Dáil debates

Friday, 25 October 2013

Social Welfare and Pensions Bill 2013: Committee and Remaining Stages

 

1:15 pm

Photo of Aengus Ó SnodaighAengus Ó Snodaigh (Dublin South Central, Sinn Fein) | Oireachtas source

That submission by FLAC had a very interesting quote from the programme for Government 2011-2016, which noted that "making greater use of mortgage interest supplement to support families who cannot meet their mortgage payments ... [is a] better and cheaper option than paying rent supplement after a family loses their home". The Minister has just taken away one of the supports available to some of the 180,000 people who have ended up in mortgage crisis, not all of whom would qualify for the mortgage interest supplement. Yesterday saw the publication of a report of the two thirds of local authority home loans which are in arrears, and the newspapers listed them in each county. That is the scale of it. The work is not there for people. The Minister might be correct in the logic that this was supposed to be a short-term scheme, but so is rent allowance yet she is not tackling that, but perhaps that is her plan next year. We have not seen sight of the HAP, which is the Minister's hapless scheme that she is supposedly bringing forward to address the rent allowance.
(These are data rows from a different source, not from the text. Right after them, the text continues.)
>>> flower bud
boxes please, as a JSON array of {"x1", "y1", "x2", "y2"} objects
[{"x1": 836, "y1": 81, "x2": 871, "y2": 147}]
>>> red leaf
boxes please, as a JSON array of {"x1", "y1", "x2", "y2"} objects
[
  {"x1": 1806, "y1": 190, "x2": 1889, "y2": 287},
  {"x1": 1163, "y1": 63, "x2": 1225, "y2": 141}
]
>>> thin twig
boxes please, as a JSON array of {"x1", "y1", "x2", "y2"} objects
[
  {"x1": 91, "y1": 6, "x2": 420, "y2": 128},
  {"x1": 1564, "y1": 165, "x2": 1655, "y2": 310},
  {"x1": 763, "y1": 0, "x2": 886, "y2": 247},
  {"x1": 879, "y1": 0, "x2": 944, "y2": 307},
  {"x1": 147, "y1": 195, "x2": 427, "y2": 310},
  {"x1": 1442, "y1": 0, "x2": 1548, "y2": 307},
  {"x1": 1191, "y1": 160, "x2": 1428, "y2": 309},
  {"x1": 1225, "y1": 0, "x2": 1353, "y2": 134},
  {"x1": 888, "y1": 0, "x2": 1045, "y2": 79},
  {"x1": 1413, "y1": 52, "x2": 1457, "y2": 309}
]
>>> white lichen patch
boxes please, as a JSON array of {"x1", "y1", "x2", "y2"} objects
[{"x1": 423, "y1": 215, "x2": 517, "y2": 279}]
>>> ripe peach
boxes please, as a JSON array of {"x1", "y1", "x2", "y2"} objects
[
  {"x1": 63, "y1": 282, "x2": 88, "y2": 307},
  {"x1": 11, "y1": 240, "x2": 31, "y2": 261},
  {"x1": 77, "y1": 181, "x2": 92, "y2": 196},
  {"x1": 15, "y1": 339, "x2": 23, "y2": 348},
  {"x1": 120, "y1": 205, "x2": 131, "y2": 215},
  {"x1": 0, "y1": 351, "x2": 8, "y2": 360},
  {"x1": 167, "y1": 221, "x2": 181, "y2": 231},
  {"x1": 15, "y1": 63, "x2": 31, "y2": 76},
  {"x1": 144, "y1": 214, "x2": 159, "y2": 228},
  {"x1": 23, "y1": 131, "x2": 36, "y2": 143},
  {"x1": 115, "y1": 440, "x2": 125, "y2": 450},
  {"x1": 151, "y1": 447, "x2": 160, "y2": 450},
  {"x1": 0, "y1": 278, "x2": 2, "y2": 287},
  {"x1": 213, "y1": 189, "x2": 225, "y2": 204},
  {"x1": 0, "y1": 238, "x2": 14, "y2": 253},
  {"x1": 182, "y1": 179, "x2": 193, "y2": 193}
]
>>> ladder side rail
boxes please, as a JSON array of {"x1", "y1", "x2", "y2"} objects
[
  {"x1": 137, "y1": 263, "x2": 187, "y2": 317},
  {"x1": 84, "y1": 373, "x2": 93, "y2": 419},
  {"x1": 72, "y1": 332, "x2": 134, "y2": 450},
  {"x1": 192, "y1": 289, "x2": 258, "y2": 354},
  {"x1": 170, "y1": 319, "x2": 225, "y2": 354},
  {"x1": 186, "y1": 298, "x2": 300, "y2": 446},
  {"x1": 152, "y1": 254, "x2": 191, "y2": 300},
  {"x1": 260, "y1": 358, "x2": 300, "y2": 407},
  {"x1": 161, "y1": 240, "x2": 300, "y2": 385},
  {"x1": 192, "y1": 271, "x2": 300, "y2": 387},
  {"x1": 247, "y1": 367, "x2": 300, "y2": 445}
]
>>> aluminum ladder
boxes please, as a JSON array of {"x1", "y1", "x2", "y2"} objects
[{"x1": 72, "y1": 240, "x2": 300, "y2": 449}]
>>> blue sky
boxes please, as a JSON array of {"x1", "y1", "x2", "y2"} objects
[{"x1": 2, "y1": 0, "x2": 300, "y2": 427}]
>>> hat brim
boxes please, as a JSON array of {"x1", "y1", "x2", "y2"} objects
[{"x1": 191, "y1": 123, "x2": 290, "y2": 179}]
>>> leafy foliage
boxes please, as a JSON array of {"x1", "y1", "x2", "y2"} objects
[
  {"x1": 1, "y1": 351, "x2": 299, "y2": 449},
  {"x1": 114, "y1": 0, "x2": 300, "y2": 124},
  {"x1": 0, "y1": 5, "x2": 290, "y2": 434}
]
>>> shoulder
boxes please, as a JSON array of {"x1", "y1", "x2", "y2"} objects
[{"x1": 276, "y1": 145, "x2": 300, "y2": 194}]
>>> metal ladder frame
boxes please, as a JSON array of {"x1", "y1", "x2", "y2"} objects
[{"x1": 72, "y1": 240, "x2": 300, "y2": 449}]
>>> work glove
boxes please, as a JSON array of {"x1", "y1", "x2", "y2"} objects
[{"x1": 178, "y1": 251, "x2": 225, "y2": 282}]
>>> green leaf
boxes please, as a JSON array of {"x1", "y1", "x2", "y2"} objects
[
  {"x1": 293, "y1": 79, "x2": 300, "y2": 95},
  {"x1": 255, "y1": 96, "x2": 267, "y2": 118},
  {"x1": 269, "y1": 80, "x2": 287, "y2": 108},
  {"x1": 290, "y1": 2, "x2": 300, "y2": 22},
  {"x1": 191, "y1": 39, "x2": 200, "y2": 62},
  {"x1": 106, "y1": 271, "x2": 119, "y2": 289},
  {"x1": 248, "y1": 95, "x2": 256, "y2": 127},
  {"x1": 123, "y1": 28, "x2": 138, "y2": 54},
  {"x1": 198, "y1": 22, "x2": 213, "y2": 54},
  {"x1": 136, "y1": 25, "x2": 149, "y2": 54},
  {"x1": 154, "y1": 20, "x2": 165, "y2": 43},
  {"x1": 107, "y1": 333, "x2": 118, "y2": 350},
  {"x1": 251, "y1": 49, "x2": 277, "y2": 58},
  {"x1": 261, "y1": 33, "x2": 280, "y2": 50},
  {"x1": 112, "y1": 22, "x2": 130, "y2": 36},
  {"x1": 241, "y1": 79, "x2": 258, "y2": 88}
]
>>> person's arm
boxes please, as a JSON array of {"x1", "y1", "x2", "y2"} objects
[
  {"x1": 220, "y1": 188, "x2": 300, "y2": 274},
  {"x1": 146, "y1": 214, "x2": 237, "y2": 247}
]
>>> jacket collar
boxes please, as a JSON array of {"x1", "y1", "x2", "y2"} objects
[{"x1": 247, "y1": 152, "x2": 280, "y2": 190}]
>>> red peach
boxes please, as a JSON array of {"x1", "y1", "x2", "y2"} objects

The abolition of mortgage interest supplement is contrary to the Minister's stated policy to try to work on solutions. The solutions on offer at the moment come down to the Government putting faith in the banks addressing the situation and offering solutions. Part of the solution offered by the banks is in repossession. The Central Bank set a target of 20% of offers to be made by the banks to mortgage holders in arrears of over 90 days. The banks have claimed that they have met that target, but it is only because those banks have issued 14,721 repossession letters in the last number of months, along with 2,439 requests for voluntary surrender in the same period. Clearly the banks are abusing a system which was flawed in the first place, and are not co-operating with the mortgage holders in the spirit of the mortgage arrears resolution process. I believe that the Minister is ahead of time, because we have not seen the banks engage properly in that mortgage resolution system. In the absence of proof of that, the only support that some people were able to rely on, or were hoping to rely on, was the mortgage interest supplement. The Minister last year changed the criteria to ensure that people were engaged with their banks for over a year before they would qualify, but I believe that people who engaged in the past year are now faced with the fact that the mortgage interest supplement will no longer exist by the time the 12 months are up. She held out a carrot to them and she withdrew it through this measure.

This is a retrograde step. Until there is a proper mortgage resolution process and until there is sufficient social housing in this country that people can fall back on in the event of them not being able to address their mortgage arrears, the Minister should withdraw this measure. It is a scandal that this is her response to those who are in this crisis.